Reviewed by Dominic Wisdom of Brethertons Solicitors


Clean break agreementsA clean break allows you to become financially independent from your former spouse when you divorce. If your financial position allows it, a clean break agreement is usually preferable to continued spousal maintenance. You will want to be sure that your agreement covers all the key issues and is made legally binding with a clean break order

When is a clean break possible?

A clean break settlement means that you agree how your property, savings and other assets are to be divided between you, once and for all. Once a clean break order has been finalised, neither of you will be able to make any further financial claim against the other.

If one of you is financially dependent on the other, it may be difficult to reach a clean break agreement unless there is enough money available to pay a lump sum as part of a fair settlement. For example, if one of you looks after the children and has a low or zero income, you may need to agree spousal maintenance instead.

By contrast, it should be possible to agree a clean break if you have limited or no financial claims against each other. A clean break is most likely if you have been married for a relatively short time, have no children and earn similar incomes.

You cannot agree an entirely clean break if you have children who are eligible for child maintenance. But you can agree a clean break that covers all other financial claims between the two of you.

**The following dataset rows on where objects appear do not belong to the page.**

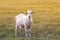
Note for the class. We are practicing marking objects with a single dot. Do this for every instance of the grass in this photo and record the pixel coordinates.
(46, 19)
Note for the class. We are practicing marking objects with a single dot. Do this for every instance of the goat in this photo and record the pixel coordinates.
(24, 22)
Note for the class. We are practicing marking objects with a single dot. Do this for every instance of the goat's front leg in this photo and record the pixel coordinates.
(16, 29)
(27, 33)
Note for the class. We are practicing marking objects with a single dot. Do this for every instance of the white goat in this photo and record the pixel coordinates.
(25, 22)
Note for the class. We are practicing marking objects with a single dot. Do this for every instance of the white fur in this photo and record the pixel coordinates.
(24, 20)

Advantages of a clean break

If a clean break is possible, it’s often a better solution than agreeing continuing spousal maintenance. If you cannot agree a financial settlement between yourselves and ask the court to decide, the court will always look to see whether a clean break order would be fair and reasonable.

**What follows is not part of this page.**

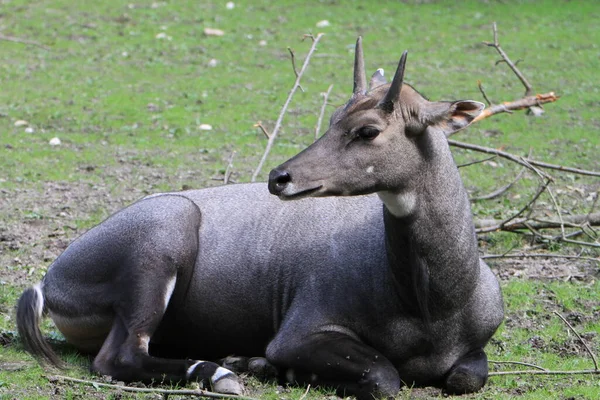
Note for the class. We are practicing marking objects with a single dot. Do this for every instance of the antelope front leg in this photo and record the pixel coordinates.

For some divorcing couples, becoming financially independent from your former spouse may be emotionally preferable. But a clean break also helps reduce the potential risks and uncertainty of continuing to pay or receive spousal maintenance.

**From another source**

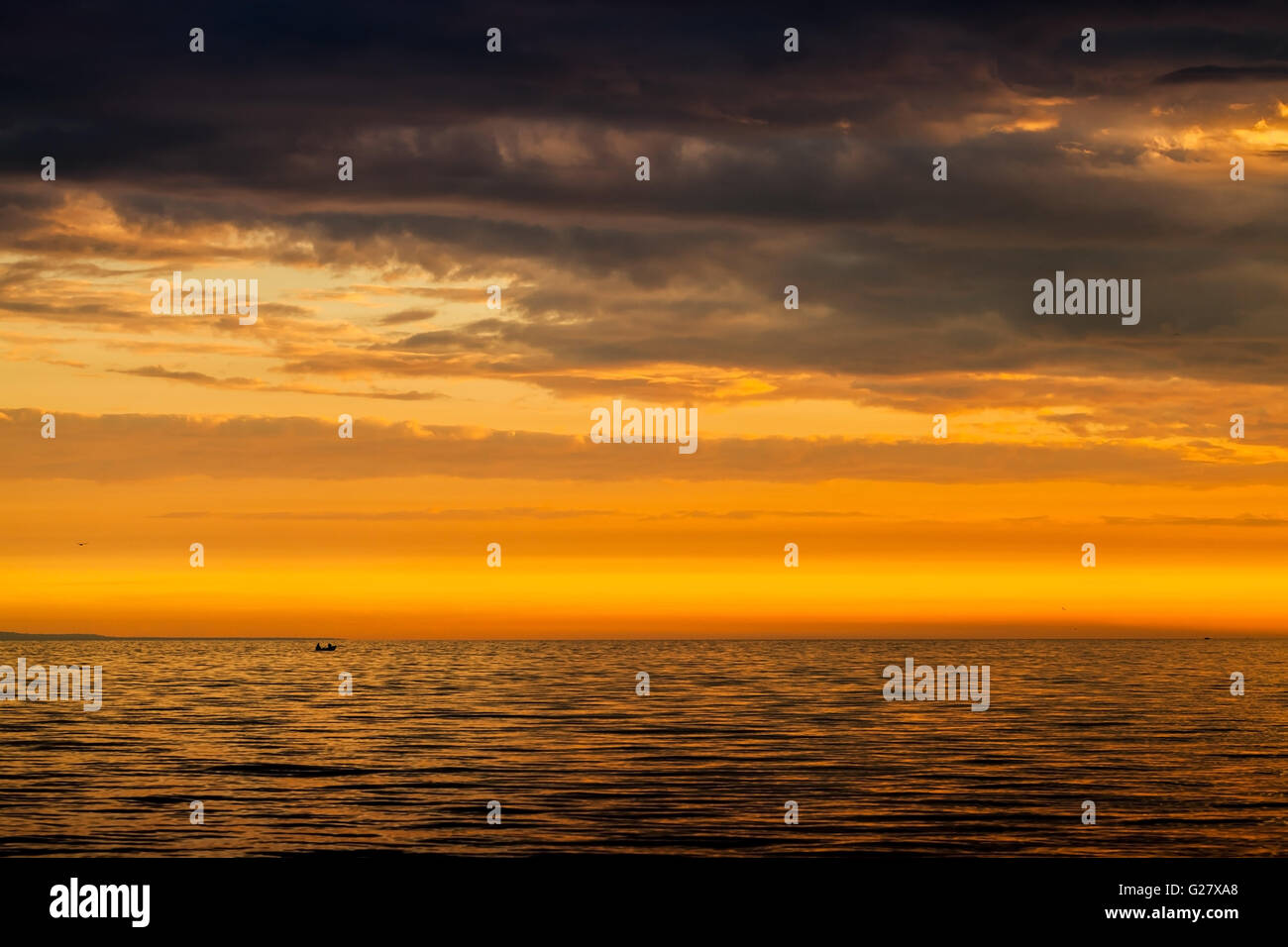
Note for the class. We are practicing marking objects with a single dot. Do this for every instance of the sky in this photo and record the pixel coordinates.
(767, 169)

Spousal maintenance ordered by the court can be varied if the circumstances justify it. So if your future financial position improves, you may find your former spouse asking for a larger share (or a reduction in any maintenance paid to you). Equally, if you continue to depend on maintenance, you could suffer if your former spouse can no longer afford the payments or simply fails to pay.

Spousal maintenance always ends if the recipient remarries. So if you are financially dependent on your former spouse and intend to remarry, a clean break will be preferable.

What the clean break agreement covers

A clean break agreement takes into account all the assets and income that each of you have, and aims to balance your interests. The longer your marriage has been, the more likely it is that the less wealthy partner will be entitled to a substantial share of the assets – particularly if they made a substantial contribution to the marriage by looking after the house and children.

As well as agreeing how much you are each entitled to, you need to agree how particular assets will be shared out. For example, one of you might want to stay in the family home with the children while the other receives a correspondingly higher share of other assets.

Pension entitlements can be a very valuable asset and will need to be included in the agreement. You might agree to split a pension fund or one partner might retain the pension fund while the other received a corresponding lump sum or other assets.

As part of the clean break agreement, you will also need to deal with any debts: for example, if there is a mortgage on the house.

Finally, the agreement should make it clear that neither of you will be able to make any future financial claims against each other - including making any claim against your former spouse’s estate if they die before you.

Reaching a clean break order

To make your agreement final, you must have a consent order signed by both of you and agreed by the court. Until you have a clean break order, either one of you could change your mind.

If possible, you should try to negotiate agreement between yourselves, though you may also want to take legal advice on what would be a fair agreement. Other alternatives include using family mediation or collaborative law, or involving your lawyers.

Be clear about your priorities, and realistic about what you can expect to achieve. If you cannot reach agreement and ask the court to decide, you are unlikely to end up with exactly what you want either - and will have higher legal costs. Drawn-out and expensive legal arguments should be avoided if at all possible.

Once you have reached agreement, your lawyer can turn this into a draft consent order for the court to approve.